Updated: November 9, 2015 12:00:50 am
If time had stopped in Bihar Sunday morning, Narendra Modi would have ruled the state, by proxy.
And though the arrow of time is known to be insistently persistent, our television psephologists and studio pundits put up a spirited fight to award the election to the BJP. But battles against the laws of physics are fought on a slippery slope, and rollbacks are inevitable.
At 8.15 am, BJP president Amit Shah was proclaimed a strategic genius. Two hours later, he had to be cast on the dust-heap of history as a peddler of divisive claptrap. And NDTV had to return in ignominy to reality from the brink of declaring a 140-seat margin for the NDA, muttering about being diddled by bad data.
WATCH VIDEO: Bihar Election Results: Editors’ Take
This election exposed the risks of regarding psephology an an exact science, of exclusively playing the numbers game rather than putting feet on the street and, most particularly, the risk run by TV pundits in a hurry to trend on Twitter. Especially before 8.30 am, when the leads reflected only postal ballots.
They could, at least, have sniffed the air as a matter of caution when BJP spokesman Sambit Patra called for humility and abjured arrogance and aggression. His most memorable quote about the BJP sweep in the 2014 general election had been: “Our lion is roaring everywhere!” When the same man urged calm, his party and its advocates on TV should have reached for their life preservers.
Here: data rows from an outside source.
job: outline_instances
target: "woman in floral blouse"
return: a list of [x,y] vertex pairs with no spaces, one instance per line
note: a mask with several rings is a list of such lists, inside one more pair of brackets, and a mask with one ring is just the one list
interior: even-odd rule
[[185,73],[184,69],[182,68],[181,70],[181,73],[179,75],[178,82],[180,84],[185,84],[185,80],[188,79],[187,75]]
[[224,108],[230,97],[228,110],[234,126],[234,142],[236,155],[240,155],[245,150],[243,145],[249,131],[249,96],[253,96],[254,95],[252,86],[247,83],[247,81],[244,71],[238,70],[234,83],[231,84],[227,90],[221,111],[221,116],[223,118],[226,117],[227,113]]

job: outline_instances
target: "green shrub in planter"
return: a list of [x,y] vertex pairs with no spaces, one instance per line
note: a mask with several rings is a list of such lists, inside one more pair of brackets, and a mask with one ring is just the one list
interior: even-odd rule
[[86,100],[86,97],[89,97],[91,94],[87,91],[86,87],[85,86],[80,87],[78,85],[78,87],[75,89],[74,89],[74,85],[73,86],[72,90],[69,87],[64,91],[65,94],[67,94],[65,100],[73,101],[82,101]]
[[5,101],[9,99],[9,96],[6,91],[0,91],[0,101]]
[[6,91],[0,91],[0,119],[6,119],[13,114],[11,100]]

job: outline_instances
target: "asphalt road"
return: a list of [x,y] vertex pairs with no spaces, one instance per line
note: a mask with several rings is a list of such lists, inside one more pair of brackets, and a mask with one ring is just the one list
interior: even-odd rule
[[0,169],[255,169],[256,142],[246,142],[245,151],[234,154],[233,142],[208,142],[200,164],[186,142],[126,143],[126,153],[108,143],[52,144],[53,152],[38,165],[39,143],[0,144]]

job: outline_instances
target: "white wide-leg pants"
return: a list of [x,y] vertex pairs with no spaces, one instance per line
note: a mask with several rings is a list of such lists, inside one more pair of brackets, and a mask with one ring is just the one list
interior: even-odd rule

But in Patna, the BJP was already celebrating, distributing sweets to all and sundry outside the party office — hours later, even Lalu Prasad mentioned this while taking a swipe at the BJP euphoria over the early trends.
In Delhi’s television studios, the battle for Bihar turned into a media contest between Times Now’s Arnab Goswami and Bhupendra Chaubey of CNN-IBN. As Patra left his studio, Goswami asked him to “demand accountability from those TV channels who fudge data and distort facts.
Indeed, all channels, across languages, disagreed on the numbers right through the period of counting, but Goswami’s target was clearly CNN-IBN, which had promised to deliver the statistics faster than the competition. Acknowledging the complexity of the poll, he said, “This is the worst day to do guesswork.” He declared his channel would use only bulletproof data from the EC and all other channels were using untrustworthy data.
Which wasn’t quite the case: CNN-IBN relied on inputs from the ground sent in by 243 reporters, mostly from the ETV network, who sourced the numbers from counting centres before the EC released them. And the channel was reliably and credibly ahead in the game, calling the election in favour of the Mahagathbandhan at 10.03 am, when the experts in Goswami’s studio were marvelling at being fairly bamboozled, and NDTV was declaring that they had never seen a poll like this.
Rather, we have never seen alacrity quite like this: an election being called before breakfast on the slender strength of less than 20 trends out of 243 constituencies — less than 10 per cent of seats, and in 15 per cent of the minimum time it took for a credible call. Surprisingly, this was driven by the urgency of anchors and talking heads who are believed to be independent.